And Wouter van Aerle commented:
“Excellent post, Jim. As you concluded in the final paragraph, data governance is much more of a continuous journey where the destination keeps changing, rather than a single effort like a project with a fixed goal. It takes leadership for an organization to recognize this.
Furthermore, what I read in your post as well, is that there's hardly ever a greenfield situation. Exceptions excluded, data governance initiatives (or any initiative / project / program for that matter) nearly always need to start from a current state and gradually improve from there. In my opinion, this is often underestimated in designing a data governance approach.”
And Paul Erb responded:
“Great leaders know that good stories make for better governance for an organization that needs to adapt and evolve, but stay true to its mission. Built from, but not about, real facts, good fictions are broadly true without being specifically true, and therefore they carry well to adjacent business processes where their truths can be applied to making improvements.
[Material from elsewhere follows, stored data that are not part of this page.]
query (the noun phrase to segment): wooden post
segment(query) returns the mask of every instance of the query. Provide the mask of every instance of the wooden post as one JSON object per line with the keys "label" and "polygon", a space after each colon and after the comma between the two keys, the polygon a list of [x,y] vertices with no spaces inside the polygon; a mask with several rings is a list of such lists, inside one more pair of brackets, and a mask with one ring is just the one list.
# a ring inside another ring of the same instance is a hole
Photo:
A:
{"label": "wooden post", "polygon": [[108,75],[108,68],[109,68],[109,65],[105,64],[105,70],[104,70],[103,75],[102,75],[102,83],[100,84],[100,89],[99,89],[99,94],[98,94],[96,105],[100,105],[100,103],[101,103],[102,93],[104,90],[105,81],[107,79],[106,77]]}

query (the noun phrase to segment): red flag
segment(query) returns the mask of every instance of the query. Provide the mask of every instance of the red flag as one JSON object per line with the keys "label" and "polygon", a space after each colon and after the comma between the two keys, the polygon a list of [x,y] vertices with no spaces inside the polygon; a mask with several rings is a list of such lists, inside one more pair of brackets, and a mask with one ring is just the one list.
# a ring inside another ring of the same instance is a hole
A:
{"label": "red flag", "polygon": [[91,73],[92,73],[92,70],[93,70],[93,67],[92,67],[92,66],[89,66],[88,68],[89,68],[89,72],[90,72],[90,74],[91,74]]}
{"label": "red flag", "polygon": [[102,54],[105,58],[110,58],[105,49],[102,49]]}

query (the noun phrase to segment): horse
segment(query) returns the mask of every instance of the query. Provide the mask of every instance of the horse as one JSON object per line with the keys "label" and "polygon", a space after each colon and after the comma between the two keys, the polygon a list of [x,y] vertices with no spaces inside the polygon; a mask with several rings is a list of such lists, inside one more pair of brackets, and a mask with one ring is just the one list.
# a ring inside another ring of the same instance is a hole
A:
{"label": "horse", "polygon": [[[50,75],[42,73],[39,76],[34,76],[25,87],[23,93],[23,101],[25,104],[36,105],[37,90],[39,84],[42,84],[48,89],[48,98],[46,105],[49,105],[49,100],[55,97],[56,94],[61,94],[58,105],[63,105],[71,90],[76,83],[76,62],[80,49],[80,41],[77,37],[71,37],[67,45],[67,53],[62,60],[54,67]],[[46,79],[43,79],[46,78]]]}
On the other hand, if it weren't for nonfiction--accounts of real markets and processes--there would be nothing for the "possible" to be adjacent TO.
Managers often have trouble with this because they feel called to manage the facts, and call anything else an airy-fairy waste of time. (See this short blog post on the matter: The difference between management and leadership).
So a data governance program needs to assert whether its purpose is to fix the status quo only, or to fix the status quo in order to create agility to move into new areas when needed. Each of these should have its own business case and related budgets and thresholds (tolerances) in the project plan.
And it needs to choose its sponsorship and data quality players accordingly.”
I like this thinking. Setting up formal data governance structures seems to consume an awful lot of effort and I think that for many organisations it is simply to big a leap from their current state.
For me it is about an evolutionary approach; eliminating bad practices whilst introducing better practices. By taking smaller steps it allows everyone involved to visualise the change, understand it, and accept it more easily.
Every step takes you in the right direction, in time it should be possible to build enough momentum to create a large scale movement for change. I think the problem that needs to be overcome with this approach is gaining acceptance and getting into people's priorities in the short term, because visibility within the organisation is going to be limited.